O movimento de articulação da coleta de sementes em rede, verificado nos últimos anos nas várias regiões brasileiras, estabeleceu capacidade de entrega em grande escala para a reconstrução de florestas. A iniciativa do Redário, que reúne hoje 24 grupos de coletores comunitários, está pronta para produzir 50% a mais do que tem recebido de encomendas. E há uma fila de coletivos regionais que aguardam participar do fornecimento conjunto pela rede. “O que falta para a agenda da restauração não é semente, mas áreas para plantar, à espera da implementação do Código Florestal, que prevê recuperar passivos de vegetação nativa das propriedades rurais”, analisa Laura Antoniazzi, sócia da consultoria Agroicone.
Há, ainda, incertezas quanto à regulamentação do mercado de carbono, mas existe clara tendência de crescimento, afirma Antoniazzi. Foram iniciadas conversas junto a coletivos de sementes para suprimento de grandes projetos de restauração florestal voltados ao mercado de carbono, anunciados nos últimos anos. “Conforme as iniciativas se desenvolverem, com aquisição de áreas para chegar à casa do milhão de hectares, as redes de sementes vão acompanhar”, explica a pesquisadora.

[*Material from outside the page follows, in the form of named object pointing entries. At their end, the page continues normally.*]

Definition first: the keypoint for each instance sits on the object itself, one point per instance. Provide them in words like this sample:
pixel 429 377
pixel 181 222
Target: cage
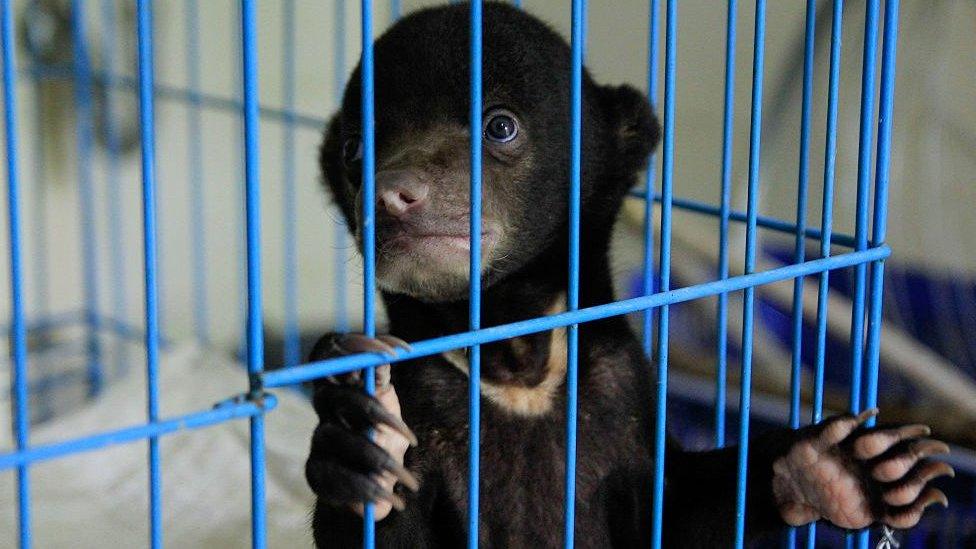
pixel 84 86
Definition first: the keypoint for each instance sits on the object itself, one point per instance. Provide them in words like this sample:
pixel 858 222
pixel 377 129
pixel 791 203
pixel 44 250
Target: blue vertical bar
pixel 18 324
pixel 252 191
pixel 115 206
pixel 83 100
pixel 148 140
pixel 474 265
pixel 578 32
pixel 748 309
pixel 292 344
pixel 827 217
pixel 888 53
pixel 648 266
pixel 369 227
pixel 879 228
pixel 39 216
pixel 799 251
pixel 239 210
pixel 861 214
pixel 667 182
pixel 201 322
pixel 340 240
pixel 728 122
pixel 863 191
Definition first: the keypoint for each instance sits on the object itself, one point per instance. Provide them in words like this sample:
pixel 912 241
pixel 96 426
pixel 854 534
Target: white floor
pixel 99 498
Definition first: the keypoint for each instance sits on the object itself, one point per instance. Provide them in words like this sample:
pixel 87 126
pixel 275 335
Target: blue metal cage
pixel 864 251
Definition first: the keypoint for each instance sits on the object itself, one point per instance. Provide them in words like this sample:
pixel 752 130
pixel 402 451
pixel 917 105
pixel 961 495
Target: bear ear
pixel 632 124
pixel 330 162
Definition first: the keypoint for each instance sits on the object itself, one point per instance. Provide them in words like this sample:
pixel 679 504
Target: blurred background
pixel 81 209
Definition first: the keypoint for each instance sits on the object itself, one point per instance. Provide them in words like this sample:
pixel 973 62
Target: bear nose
pixel 399 192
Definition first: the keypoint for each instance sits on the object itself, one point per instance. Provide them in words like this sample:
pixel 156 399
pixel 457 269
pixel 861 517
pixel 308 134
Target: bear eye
pixel 501 127
pixel 352 151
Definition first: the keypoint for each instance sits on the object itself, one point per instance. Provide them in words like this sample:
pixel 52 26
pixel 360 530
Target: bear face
pixel 422 140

No momento, afirma Antoniazzi, há um descompasso natural entre o que foi anunciado para carbono e o que acontece na prática em termos de demanda por sementes. “Isso se ajustará com o tempo, até que os planos virem, de fato, operações”, diz. Segundo ela, o mantra da falta de sementes como gargalo não tem embasamento na realidade. Há contínua expansão produtiva, também para entrega a projetos de plantio de árvores voltados a produtos florestais e conservação de água.
Em 2023, o Redário produziu 84 toneladas de sementes sob encomenda, 60% a mais em relação a 2020, com fornecimento para 54 projetos de restauração (2,1 mil hectares). “É uma agenda que veio para ficar no contexto da mitigação climática e do novo cenário político-institucional”, aponta Rodrigo Junqueira, secretário executivo do Instituto Socioambiental (ISA). O desafio, diz ele, é “fortalecer os arranjos produtivos para os recursos chegarem na ponta”.

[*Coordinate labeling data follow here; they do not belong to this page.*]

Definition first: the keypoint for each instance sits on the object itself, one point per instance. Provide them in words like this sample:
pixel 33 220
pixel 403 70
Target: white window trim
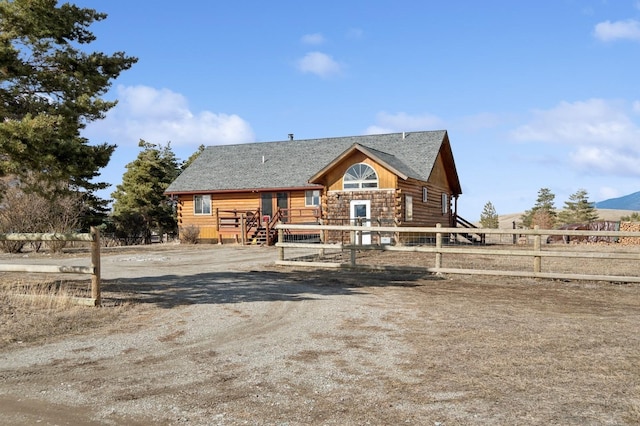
pixel 357 184
pixel 408 208
pixel 206 198
pixel 313 197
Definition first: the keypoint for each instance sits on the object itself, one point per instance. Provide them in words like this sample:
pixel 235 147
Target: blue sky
pixel 533 93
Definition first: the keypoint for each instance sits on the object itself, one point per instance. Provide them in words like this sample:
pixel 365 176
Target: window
pixel 445 203
pixel 360 176
pixel 312 198
pixel 408 208
pixel 202 204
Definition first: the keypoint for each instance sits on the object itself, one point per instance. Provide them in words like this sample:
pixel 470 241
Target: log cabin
pixel 239 192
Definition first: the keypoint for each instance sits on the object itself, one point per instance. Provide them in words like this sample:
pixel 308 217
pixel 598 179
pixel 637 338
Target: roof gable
pixel 293 163
pixel 387 160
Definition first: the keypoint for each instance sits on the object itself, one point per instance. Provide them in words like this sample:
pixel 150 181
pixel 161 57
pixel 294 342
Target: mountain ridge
pixel 626 202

A Rede Sementes do Xingu, maior coletivo que integra o Redário, é pioneira no modelo e hoje reúne 647 grupos de coletores, entre os quais seis etnias indígenas. Até agora, foram comercializadas 353 toneladas de sementes, no total de 220 espécies, o que rendeu R$ 7 milhões às comunidades. “Não será somente com projetos de milhões de hectares que teremos sucesso na restauração, mas com envolvimento de atores locais que detêm o conhecimento”, enfatiza Junqueira.
Na região do Xingu (PA), a iniciativa em rede surgiu da união entre produtores rurais, que precisam de água para produzir, e indígenas, com acesso às sementes. O modelo se espalhou pelos biomas. “Hoje, estamos na quinta geração dessas redes, com mais de 50 grupos de coletores no país, respaldados por marcos legais e políticas públicas, com sistema de produção organizado”, diz Fátima Pina Rodrigues, pesquisadora da Universidade Federal de São Carlos, em Sorocaba (SP).

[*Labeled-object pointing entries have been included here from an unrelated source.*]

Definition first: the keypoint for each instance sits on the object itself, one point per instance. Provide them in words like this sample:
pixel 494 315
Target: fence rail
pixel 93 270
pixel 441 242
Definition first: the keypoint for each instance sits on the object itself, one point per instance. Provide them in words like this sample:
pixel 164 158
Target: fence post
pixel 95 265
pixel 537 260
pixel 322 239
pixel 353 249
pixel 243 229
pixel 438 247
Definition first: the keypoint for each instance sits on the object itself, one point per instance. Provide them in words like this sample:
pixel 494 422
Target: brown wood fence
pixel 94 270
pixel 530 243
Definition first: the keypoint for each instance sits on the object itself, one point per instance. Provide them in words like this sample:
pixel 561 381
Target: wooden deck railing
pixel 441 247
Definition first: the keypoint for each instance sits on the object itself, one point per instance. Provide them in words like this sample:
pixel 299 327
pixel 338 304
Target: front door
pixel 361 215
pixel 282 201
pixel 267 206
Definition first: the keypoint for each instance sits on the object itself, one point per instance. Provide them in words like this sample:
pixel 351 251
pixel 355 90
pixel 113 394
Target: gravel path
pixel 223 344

O movimento começou há 30 anos, no Rio de Janeiro, quando a agenda de plantar árvores em cidades estava aquecida e havia necessidade de capacitação para fazer a ponte entre órgãos públicos, que alegavam não haver sementes no mercado, e os viveiros, que não tinham para quem vender. “O momento atual é de um novo esforço de união, agora para a demanda do carbono”, diz Rodrigues. Além de geração de renda local, o viés social típico das redes de sementes proporciona maior diversidade de espécies, com material genético mais adequado às regiões.